Going back to the original purpose of our analysis, we can see that while these numbers could provide us with the “total number of messages sent and received per person” we can’t use them as-is to determine how many were sent and how many were received as we need to utlize the direction of the edge to figure that out. Since we want to reduce this Edge list into a Map with “sent” and “received” keys, it would be good to use project(). This step is helpful when we know the names of the keys ahead of time and want to push values into them.

gremlin> g.V().has('person','name','marko').
......1>   bothE().
......2>   group().
......3>     by(otherV().values('name')).
......4>     by(project('sent','received').fold()).next()
==>daniel=[{sent=e[29][17-text->25], received=e[29][17-text->25]}]
==>peter=[{sent=e[32][23-text->17], received=e[32][23-text->17]}, {sent=e[31][23-text->17], received=e[31][23-text->17]}]
==>vadas=[{sent=e[27][17-text->19], received=e[27][17-text->19]}, {sent=e[28][17-text->19], received=e[28][17-text->19]}, {sent=e[30][19-text->17], received=e[30][19-text->17]}]

The above demonstrates the basic Map structure we want to have, but it doesn’t sort out which edge represents “sent” and which are “received”. Those edges need to be filtered accordingly for each Map pair. One way to do this is with coalesce():

gremlin> g.V().has('person','name','marko').
......1>   bothE().
......2>   group().
......3>     by(otherV().values('name')).
......4>     by(project('sent','received').
......5>          by(coalesce(filter(outV().has('name','marko')).values('count'), constant(0))).
......6>          by(coalesce(filter(inV().has('name','marko')).values('count'), constant(0))).
......7>        fold()).next()
==>daniel=[{sent=20, received=0}]
==>peter=[{sent=0, received=25}, {sent=0, received=30}]
==>vadas=[{sent=10, received=0}, {sent=12, received=0}, {sent=0, received=25}]

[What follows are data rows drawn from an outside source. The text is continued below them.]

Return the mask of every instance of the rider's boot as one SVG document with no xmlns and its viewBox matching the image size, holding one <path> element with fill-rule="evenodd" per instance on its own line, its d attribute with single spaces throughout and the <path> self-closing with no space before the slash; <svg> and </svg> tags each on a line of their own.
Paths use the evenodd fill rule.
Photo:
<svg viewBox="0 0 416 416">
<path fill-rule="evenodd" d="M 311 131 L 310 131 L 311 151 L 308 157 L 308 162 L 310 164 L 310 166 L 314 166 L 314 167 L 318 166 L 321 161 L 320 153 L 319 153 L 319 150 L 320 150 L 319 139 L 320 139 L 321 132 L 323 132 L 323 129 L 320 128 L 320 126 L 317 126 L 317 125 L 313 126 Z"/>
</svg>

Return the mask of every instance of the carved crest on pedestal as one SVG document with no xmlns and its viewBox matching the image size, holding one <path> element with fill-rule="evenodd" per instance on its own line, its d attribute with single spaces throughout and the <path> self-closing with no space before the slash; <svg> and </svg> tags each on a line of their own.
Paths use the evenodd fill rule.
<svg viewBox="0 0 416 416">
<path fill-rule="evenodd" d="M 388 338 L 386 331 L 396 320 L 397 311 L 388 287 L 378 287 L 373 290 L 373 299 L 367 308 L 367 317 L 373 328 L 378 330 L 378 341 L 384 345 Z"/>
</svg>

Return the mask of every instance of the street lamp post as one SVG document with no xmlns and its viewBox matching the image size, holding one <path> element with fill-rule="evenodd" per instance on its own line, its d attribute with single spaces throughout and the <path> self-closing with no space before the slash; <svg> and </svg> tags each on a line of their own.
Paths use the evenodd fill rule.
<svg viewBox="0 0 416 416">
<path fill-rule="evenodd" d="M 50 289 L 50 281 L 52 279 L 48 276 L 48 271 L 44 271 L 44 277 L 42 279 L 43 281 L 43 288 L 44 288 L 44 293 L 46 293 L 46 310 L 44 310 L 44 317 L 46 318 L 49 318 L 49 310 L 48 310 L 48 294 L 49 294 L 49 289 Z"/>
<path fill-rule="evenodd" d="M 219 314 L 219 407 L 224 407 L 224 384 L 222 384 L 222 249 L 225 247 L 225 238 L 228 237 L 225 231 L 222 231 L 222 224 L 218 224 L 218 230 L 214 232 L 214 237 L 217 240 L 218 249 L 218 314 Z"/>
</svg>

Note in the above bit of Gremlin that we use the inV() and outV() of each Edge instance to determine directionality. If the outV() (i.e. the outgoing Vertex of the Edge) is “marko” then we know he was the sender of the message and the reverse is true for inV() (i.e. the incoming Vertex of the Edge). Since any given Edge can only be one of “sent” or “received” but not “both” then one of those by() modulators would have to return no elements. By using coalesce() and a constant(0) to represent that condition we first prevent a traversal error and second provide a numeric value of zero as a default which makes the next step of summation of all these Map instances quite straightforward:

gremlin> g.V().has('person','name','marko').
......1>   bothE().
......2>   group().
......3>     by(otherV().values('name')).
......4>     by(project('sent','received').
......5>          by(coalesce(filter(outV().has('name','marko')).values('count'), constant(0))).
......6>          by(coalesce(filter(inV().has('name','marko')).values('count'), constant(0))).
......7>        unfold().
......8>        group().
......9>          by(keys).
.....10>          by(select(values).sum())).next()
==>daniel={received=0, sent=20}
==>peter={received=55, sent=0}
==>vadas={received=25, sent=22}

Each Map is deconstructed to key/value pairs by unfold() and is then reconstructed with group() and the values reduced by way of sum(). This approach is a common pattern in collection manipulation and should be recgonizable to more advanced Gremlin users.